Le doulos
- Détails
- Catégorie : Diabloguiste
- Publié le lundi 11 avril 2016 10:22
- Écrit par Claude Séné
En argot, doulos signifie chapeau. Par extension il désigne aussi un indicateur de police. C’est le titre d’un roman policier porté à l’écran en 1962 par Jean-Pierre Melville, maitre français du genre série noire. Le personnage principal est interprété par Bébel, période sombre, ambigu à souhait, au sommet de son art, avant les pantalonnades, style « guignolo ». L’intrigue, compliquée, se déroule sur fond de dénonciations et de vengeances et s’achève par la mort de tous les protagonistes. Ce qui n’est pas le cas dans l’autre affaire de « l’homme au chapeau », qui a tenu en haleine les polices européennes depuis les attentats du 22 mars.
Après avoir accusé à tort un autre suspect, la police bruxelloise a mis la main sur Mohammed Abrini, qui a reconnu être le troisième homme du commando qui a perpétré le massacre de l’aéroport de Zaventem. Cet ami d’enfance de Salah Abdeslam semble partager avec lui un goût très modéré pour le sacrifice, faisant preuve d’une foi loin d’être inébranlable en la récompense promise de quarante vierges au paradis en échange de sa mort « glorieuse », consistant à se faire éparpiller façon puzzle avec de paisibles citoyens.

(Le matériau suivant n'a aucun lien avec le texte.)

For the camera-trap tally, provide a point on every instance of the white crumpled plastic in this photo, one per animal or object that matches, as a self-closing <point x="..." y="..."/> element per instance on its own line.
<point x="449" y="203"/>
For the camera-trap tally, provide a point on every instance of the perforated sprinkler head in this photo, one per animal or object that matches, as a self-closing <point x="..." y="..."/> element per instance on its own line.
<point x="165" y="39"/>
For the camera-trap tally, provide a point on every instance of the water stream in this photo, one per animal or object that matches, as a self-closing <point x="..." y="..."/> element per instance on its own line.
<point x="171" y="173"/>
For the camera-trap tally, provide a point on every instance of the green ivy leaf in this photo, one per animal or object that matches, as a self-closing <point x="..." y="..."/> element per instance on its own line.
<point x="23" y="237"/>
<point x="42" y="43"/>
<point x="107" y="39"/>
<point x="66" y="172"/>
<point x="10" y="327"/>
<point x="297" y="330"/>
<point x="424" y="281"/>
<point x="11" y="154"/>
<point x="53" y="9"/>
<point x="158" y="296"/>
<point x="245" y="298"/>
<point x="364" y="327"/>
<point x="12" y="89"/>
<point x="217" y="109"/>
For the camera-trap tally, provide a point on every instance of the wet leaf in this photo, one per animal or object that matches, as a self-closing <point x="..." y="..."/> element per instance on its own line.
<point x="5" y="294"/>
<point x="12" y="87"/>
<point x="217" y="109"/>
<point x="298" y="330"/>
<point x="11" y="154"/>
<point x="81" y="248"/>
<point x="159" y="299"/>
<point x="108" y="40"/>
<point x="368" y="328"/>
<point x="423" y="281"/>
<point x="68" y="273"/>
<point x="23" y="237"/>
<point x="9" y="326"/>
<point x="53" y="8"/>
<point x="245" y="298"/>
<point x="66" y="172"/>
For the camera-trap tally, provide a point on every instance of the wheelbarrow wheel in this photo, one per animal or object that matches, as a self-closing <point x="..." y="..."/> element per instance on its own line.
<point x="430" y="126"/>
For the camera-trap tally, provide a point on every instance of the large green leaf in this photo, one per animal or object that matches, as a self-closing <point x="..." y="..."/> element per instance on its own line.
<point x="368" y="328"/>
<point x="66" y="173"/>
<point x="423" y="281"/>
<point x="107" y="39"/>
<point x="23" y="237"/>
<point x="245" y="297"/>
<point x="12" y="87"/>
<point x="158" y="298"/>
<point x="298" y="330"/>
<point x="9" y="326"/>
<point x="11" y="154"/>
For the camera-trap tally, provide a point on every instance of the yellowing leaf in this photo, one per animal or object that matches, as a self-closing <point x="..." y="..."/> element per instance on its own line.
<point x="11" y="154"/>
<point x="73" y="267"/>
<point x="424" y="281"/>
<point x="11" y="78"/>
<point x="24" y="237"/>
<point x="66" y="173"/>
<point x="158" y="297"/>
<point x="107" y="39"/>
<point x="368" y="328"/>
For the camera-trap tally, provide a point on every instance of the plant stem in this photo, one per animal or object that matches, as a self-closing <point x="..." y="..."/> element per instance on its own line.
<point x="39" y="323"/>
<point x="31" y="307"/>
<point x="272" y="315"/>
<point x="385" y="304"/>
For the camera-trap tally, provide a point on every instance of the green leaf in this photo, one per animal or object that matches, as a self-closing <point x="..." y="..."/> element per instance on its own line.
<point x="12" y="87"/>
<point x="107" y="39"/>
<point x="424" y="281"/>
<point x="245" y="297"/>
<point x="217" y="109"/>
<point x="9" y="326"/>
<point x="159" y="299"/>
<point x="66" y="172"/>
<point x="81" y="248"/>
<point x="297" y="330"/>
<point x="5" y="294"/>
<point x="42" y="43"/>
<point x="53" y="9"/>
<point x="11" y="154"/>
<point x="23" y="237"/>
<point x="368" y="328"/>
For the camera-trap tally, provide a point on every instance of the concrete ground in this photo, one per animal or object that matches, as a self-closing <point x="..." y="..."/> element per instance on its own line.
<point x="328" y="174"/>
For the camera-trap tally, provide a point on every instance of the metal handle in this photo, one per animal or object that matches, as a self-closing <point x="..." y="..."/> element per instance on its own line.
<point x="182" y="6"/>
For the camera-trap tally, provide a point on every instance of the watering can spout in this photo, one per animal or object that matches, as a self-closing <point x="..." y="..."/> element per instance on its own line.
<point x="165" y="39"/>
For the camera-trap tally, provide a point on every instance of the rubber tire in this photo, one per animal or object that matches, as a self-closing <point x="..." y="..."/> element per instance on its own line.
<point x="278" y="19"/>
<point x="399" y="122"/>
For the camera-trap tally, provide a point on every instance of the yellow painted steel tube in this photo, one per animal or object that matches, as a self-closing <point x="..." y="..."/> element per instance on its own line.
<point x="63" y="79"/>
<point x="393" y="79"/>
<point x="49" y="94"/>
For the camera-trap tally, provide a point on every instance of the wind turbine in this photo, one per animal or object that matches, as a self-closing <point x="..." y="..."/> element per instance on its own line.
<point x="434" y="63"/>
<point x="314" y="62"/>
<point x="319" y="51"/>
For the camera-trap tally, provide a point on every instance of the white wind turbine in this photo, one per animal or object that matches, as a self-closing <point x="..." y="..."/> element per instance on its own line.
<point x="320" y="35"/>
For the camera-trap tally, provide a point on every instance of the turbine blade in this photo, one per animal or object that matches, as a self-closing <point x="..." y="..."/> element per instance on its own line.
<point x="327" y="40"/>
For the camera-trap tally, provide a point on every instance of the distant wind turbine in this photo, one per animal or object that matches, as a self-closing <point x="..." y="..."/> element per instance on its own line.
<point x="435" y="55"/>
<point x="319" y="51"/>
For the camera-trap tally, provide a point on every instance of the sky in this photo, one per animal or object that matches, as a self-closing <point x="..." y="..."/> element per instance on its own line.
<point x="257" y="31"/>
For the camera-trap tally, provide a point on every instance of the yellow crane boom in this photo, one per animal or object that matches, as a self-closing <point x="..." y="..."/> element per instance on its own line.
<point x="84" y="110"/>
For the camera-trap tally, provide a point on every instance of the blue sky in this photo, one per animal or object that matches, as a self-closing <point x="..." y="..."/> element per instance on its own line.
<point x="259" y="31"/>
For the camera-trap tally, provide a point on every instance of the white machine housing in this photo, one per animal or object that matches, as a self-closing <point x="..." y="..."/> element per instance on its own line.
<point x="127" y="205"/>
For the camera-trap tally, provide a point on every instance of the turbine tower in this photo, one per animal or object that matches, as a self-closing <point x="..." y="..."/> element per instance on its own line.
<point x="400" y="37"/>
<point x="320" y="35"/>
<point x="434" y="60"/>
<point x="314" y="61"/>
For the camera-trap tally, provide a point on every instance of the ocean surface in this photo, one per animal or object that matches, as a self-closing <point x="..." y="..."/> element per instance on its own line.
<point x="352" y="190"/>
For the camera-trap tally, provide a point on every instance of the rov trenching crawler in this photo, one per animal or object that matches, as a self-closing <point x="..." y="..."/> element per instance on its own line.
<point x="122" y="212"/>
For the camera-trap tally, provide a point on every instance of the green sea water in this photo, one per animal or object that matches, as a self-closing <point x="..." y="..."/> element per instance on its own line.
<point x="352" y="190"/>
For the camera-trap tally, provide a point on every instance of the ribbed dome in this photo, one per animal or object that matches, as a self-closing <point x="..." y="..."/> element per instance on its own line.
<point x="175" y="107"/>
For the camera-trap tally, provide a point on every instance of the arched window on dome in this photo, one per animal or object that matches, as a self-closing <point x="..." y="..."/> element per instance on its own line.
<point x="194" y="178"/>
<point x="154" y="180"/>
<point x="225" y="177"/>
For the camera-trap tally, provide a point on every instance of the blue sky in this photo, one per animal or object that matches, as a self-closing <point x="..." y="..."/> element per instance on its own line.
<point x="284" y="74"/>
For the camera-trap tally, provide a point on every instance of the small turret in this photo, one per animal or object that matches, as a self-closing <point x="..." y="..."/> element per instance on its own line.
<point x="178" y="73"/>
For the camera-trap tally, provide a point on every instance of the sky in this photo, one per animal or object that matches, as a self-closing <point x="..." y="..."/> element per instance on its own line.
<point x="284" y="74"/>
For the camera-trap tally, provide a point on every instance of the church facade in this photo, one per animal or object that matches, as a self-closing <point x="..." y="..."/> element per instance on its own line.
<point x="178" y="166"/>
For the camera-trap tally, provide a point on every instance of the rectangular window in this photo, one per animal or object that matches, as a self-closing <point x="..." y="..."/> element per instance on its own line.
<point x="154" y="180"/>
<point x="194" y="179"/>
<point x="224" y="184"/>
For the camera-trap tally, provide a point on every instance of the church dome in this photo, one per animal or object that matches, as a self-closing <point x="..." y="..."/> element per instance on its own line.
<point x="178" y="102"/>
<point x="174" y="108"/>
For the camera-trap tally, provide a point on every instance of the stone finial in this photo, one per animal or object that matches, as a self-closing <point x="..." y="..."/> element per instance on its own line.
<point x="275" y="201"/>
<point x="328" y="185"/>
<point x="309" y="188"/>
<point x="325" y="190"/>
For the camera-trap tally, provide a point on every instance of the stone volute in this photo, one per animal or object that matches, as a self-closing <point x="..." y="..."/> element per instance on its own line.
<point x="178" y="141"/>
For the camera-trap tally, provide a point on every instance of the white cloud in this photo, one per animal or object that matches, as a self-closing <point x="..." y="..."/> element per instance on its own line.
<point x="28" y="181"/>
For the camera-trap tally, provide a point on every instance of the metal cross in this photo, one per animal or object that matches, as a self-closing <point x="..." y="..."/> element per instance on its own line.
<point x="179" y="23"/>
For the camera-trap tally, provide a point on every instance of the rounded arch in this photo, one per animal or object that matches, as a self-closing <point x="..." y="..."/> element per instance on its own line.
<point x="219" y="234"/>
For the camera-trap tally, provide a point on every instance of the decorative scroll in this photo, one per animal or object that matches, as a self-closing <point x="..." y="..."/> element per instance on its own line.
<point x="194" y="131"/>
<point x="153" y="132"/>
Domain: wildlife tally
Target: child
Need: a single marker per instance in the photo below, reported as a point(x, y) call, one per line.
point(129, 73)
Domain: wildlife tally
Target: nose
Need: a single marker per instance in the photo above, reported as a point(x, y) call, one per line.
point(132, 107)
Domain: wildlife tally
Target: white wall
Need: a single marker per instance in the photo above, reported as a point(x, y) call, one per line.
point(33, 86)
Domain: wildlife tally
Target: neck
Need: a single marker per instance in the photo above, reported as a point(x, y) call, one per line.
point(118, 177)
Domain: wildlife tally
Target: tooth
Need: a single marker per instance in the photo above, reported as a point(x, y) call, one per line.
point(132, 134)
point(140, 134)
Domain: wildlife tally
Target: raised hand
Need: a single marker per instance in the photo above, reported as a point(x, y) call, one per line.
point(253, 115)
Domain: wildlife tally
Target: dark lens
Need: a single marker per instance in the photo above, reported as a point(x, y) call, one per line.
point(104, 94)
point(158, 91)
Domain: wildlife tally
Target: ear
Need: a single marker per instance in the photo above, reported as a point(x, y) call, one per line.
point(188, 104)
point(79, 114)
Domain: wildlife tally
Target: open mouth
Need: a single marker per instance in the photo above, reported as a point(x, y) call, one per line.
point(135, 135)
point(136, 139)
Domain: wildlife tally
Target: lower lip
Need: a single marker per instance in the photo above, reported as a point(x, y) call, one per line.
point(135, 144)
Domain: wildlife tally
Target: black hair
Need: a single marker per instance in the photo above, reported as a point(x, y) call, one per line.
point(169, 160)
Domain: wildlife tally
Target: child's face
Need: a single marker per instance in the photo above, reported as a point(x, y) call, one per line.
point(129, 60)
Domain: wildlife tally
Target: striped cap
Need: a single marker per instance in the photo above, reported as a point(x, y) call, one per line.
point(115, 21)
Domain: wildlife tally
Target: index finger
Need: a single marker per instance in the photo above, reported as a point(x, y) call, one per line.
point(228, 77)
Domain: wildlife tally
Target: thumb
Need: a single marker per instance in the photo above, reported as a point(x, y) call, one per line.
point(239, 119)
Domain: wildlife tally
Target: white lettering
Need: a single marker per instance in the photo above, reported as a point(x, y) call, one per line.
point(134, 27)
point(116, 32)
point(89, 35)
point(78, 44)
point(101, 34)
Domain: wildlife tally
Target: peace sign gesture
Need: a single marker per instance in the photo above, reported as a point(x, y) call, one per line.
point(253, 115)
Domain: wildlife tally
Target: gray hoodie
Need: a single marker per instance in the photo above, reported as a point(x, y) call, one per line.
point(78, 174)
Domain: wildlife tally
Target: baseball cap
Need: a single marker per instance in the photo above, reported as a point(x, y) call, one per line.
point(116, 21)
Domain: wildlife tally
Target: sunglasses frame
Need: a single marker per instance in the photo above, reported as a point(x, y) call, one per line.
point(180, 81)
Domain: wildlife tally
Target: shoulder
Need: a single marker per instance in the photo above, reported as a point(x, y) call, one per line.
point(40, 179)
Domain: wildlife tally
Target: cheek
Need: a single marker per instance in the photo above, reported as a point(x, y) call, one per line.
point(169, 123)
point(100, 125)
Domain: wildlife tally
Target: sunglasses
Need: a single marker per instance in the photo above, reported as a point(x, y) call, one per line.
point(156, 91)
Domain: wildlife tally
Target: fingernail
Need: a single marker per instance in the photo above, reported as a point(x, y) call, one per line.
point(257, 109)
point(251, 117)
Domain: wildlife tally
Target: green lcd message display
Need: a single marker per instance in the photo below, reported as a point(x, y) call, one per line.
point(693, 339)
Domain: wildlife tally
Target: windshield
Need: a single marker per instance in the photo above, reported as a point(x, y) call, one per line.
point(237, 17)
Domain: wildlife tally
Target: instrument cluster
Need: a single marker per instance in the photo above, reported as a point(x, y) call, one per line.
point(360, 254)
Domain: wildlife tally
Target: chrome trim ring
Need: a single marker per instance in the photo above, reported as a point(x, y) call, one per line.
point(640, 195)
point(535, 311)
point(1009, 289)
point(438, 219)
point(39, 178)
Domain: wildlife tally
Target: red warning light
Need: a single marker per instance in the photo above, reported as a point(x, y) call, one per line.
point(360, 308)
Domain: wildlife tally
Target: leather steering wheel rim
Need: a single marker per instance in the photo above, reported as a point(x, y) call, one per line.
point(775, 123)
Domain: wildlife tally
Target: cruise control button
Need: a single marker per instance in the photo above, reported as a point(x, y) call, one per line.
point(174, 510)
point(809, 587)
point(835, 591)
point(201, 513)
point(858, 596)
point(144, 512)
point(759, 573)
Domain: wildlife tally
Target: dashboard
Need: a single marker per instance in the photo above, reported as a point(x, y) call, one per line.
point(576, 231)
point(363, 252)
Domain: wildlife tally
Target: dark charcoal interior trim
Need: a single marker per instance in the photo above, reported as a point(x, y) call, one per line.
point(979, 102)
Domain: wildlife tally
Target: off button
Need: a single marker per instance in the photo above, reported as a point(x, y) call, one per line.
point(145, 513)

Comme son sinistre copain, il donne l’impression de vouloir coopérer avec les enquêteurs, probablement pour minimiser son rôle et échapper à une condamnation trop lourde, pourtant amplement méritée. Il aurait déclaré avoir jeté la veste qu’on lui voit porter sur les vidéos de surveillance de l’aéroport, et vendu le fameux chapeau. Vendu ! vous avez bien lu, vendu. Si les circonstances n’étaient pas si tragiques, il y aurait de quoi s’esclaffer. Vous avez vu la tronche du chapeau, à mi-chemin entre le bob, le bonnet et le couvre-chef ridicule de Marcel Zanini, un truc innommable dont Thierry Lhermitte n’aurait pas voulu pour sortir ses poubelles avec le « pull » tricoté par Anémone dans « le père Noël est une ordure ».
J’imagine la petite annonce dans le bon coin : « vend chapeau, très recherché, petit prix, cause cavale. Conviendrait à un apprenti djihadiste ». Je sais bien que l’argent file vite quand on vit dans la clandestinité, et que l’on est prêt à faire flèche de tout bois dans ces circonstances, mais la réalité dépasse la fiction. Même Melville, dans son scénario tarabiscoté, n’aurait pas imaginé faire vendre le doulos de Jean-Paul Belmondo pour financer sa cavale et échapper à son destin. Il restera que ce sont Mohammed Abrini et son ami Abdeslam qui auront le douteux privilège de répondre des actions du commando en tant que survivants des assaillants, eux qui porteront le chapeau, selon l’expression populaire.